Issues Observed Without Normalization:

Loss fluctuates or does not decrease properly.
Training takes longer to converge.

3. Incorrect Weight Assignments in Linear Models

Linear models like Logistic Regression and Linear Regression assume that all features contribute equally. If features are on different scales:

The model assigns larger weights to high-magnitude features.
Predictions become biased toward those features.

Example: Linear Regression Without Normalization

from sklearn.linear_model import LinearRegression
import numpy as np

# Example dataset
X = np.array([[1, 100], [2, 200], [3, 500], [4, 800], [5, 1000]])
y = np.array([10, 20, 30, 40, 50])

# Training Linear Regression
model = LinearRegression()
model.fit(X, y)

print("Coefficients:", model.coef_)

Issue:

The feature with the larger scale (column 2) gets a higher coefficient.
Model interprets it as more important, leading to biased results.

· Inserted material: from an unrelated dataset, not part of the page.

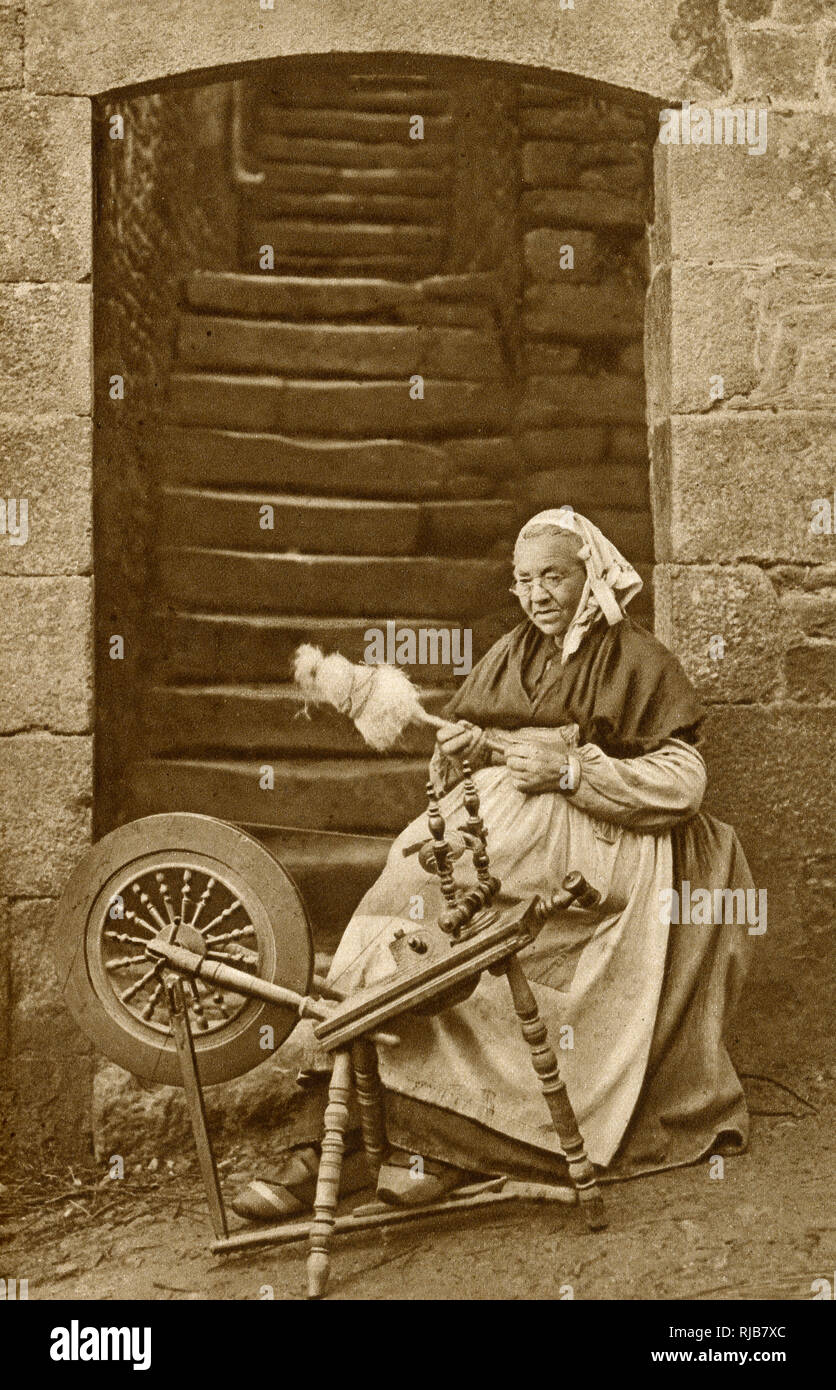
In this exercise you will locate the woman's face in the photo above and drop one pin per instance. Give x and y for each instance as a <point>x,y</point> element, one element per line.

Step 3: How to Normalize Data Properly?

1. Min-Max Scaling (0 to 1)

Scales data between 0 and 1:

from sklearn.preprocessing import MinMaxScaler

scaler = MinMaxScaler()
X_scaled = scaler.fit_transform(X)

Best for: Neural networks and models requiring bounded inputs.

2. Standardization (Z-Score Normalization)

Transforms data to have a mean of 0 and standard deviation of 1:

from sklearn.preprocessing import StandardScaler

scaler = StandardScaler()
X_scaled = scaler.fit_transform(X)

Best for: Linear regression, logistic regression, and SVM.

3. Robust Scaling (Handles Outliers)

Uses median and interquartile range to scale:

from sklearn.preprocessing import RobustScaler

scaler = RobustScaler()
X_scaled = scaler.fit_transform(X)

Best for: Datasets with outliers.

Step 4: When Not to Normalize?

Tree-Based Models (Decision Trees, Random Forest, XGBoost)
- These models are not sensitive to feature scaling.
- Normalization provides no benefit.
Categorical Features
- One-hot encoded variables should not be normalized.
Data with Meaningful Scales
- Example: Age and income may have natural interpretations that should be preserved.

Step 5: Real-World Example (Impact of Normalization on KNN)

Without Normalization

knn = KNeighborsClassifier(n_neighbors=3)
knn.fit(X_train, y_train)
y_pred = knn.predict(X_test)
print("Accuracy without normalization:", accuracy_score(y_test, y_pred))

With Normalization

scaler = MinMaxScaler()
X_train_scaled = scaler.fit_transform(X_train)
X_test_scaled = scaler.transform(X_test)

knn.fit(X_train_scaled, y_train)
y_pred_scaled = knn.predict(X_test_scaled)
print("Accuracy with normalization:", accuracy_score(y_test, y_pred_scaled))

Expected Outcome:

Higher accuracy with normalization.
Improved distance calculations and model performance.